For this post, I've chosen games that are currently on Kickstarter or games that recently completed a crowdfunding campaign. GAMA functions like a mini-Origins, with publishers often showing off games heading to Kickstarter — which is somewhat strange given that the audience at GAMA doesn't include regular gamers, but only retailers, distributors, and other intermediary members of the sales chain.
• Paris is a grand design from Wolfgang Kramer, Michael Kiesling, and Game Brewer that feels like a K&K game of old. Players fight for control of arrondissements surrounding the Arc de Triomphe, with players drafting special powers and scoring abilities from the outer ring of the game board, a ring upon which you can advance but never retreat. (KS link)
I don't envy the person who created this mock-up version of the game given all the curvy edges on it...
• I missed out on seeing the overview of Trekking the World from Charlie Bink and Underdog Games, an overview that I can watch only now with everyone else. Nick Bentley, an Underdog employee, was polling people prior to the campaign going live to get feedback based on the current presentation of the Kickstarter page and to see how internal calculations measured up against the wisdom of the crowd. (KS link)
• Mint Control is the latest tiny game from Justin Blaske and Five24 Labs, and while publishing the video about this area majority game, I discovered that a "mint tin" family exists in the BGG database. Only sixteen listings in that family? Someone overlooked the majority of the Cocktail Games catalog when adding titles to the group... (KS link — campaign ended)
• Ruination from Travis R. Chance and Kolossal Games is the third area majority game in this post, so perhaps I should have focused on that mechanism instead.
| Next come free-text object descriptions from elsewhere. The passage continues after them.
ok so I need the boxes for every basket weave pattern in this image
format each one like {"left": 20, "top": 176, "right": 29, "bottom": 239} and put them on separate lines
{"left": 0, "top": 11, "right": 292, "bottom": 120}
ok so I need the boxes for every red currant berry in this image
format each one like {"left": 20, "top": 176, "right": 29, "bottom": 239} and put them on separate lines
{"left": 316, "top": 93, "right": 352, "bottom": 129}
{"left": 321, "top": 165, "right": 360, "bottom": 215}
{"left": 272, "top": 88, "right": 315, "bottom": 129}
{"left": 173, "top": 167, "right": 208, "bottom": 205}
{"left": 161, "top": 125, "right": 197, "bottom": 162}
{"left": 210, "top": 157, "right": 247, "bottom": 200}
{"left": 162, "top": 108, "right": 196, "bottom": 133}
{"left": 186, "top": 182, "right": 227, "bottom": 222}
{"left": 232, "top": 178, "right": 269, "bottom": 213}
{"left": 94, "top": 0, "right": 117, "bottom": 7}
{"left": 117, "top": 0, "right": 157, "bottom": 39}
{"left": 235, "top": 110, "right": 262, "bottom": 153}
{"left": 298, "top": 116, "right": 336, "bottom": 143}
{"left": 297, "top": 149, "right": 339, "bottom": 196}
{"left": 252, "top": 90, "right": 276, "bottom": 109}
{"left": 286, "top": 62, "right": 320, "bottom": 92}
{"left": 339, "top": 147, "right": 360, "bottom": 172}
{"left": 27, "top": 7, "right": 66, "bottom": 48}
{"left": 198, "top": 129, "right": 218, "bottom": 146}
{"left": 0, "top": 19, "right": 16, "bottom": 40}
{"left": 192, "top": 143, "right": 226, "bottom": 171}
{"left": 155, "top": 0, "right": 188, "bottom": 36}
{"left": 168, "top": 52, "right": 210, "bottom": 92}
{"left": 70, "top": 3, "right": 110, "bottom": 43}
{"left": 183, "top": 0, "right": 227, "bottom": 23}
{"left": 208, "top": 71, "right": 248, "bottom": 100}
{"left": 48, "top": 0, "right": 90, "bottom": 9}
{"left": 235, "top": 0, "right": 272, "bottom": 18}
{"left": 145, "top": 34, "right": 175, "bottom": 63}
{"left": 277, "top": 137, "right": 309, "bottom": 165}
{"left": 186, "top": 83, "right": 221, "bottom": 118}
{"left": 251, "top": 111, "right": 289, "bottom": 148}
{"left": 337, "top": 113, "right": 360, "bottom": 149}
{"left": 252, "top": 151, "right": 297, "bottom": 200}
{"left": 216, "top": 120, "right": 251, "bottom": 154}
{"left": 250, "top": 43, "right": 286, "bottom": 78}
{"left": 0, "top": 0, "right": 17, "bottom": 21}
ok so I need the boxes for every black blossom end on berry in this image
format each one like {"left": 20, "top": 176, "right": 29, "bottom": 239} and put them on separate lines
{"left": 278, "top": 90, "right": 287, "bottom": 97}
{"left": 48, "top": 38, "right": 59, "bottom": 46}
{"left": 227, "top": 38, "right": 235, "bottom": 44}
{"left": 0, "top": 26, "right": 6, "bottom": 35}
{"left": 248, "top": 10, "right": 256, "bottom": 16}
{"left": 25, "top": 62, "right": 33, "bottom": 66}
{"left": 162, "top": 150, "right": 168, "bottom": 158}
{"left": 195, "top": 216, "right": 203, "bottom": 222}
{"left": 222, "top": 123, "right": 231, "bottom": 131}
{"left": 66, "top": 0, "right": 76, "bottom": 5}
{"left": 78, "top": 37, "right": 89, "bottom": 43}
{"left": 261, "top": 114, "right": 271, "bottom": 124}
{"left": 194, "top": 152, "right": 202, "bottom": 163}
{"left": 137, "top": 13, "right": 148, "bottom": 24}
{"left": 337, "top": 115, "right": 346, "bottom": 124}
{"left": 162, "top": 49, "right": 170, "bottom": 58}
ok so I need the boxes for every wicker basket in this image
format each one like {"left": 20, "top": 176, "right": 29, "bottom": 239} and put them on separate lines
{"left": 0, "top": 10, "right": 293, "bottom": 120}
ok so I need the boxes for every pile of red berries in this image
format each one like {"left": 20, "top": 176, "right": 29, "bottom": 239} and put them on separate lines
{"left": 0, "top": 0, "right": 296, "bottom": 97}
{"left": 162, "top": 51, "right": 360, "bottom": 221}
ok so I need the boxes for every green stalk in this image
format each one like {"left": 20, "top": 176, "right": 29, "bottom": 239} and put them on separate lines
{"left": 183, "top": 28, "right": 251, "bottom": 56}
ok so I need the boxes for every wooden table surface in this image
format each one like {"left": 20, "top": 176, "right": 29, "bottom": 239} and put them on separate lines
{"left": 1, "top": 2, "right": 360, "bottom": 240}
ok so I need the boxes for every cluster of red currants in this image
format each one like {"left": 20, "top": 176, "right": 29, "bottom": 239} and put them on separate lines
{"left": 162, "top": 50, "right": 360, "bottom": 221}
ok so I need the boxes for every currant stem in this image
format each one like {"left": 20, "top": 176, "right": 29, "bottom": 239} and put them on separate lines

If you can spare a few moments from your current apocalyptic location, you can discover what's shaking in this game set in a post-apocalyptic Eurasia. (KS link — campaign ended)
• Okay, Dwellings of Eldervale from Luke Laurie and Breaking Games did not finish its Kickstarter campaign (link) recently, but it does have an area majority aspect along with many other things, and the game was being shown in a nearly final version that has one hundred thousand components in it, so it seems to make sense to show off the end result.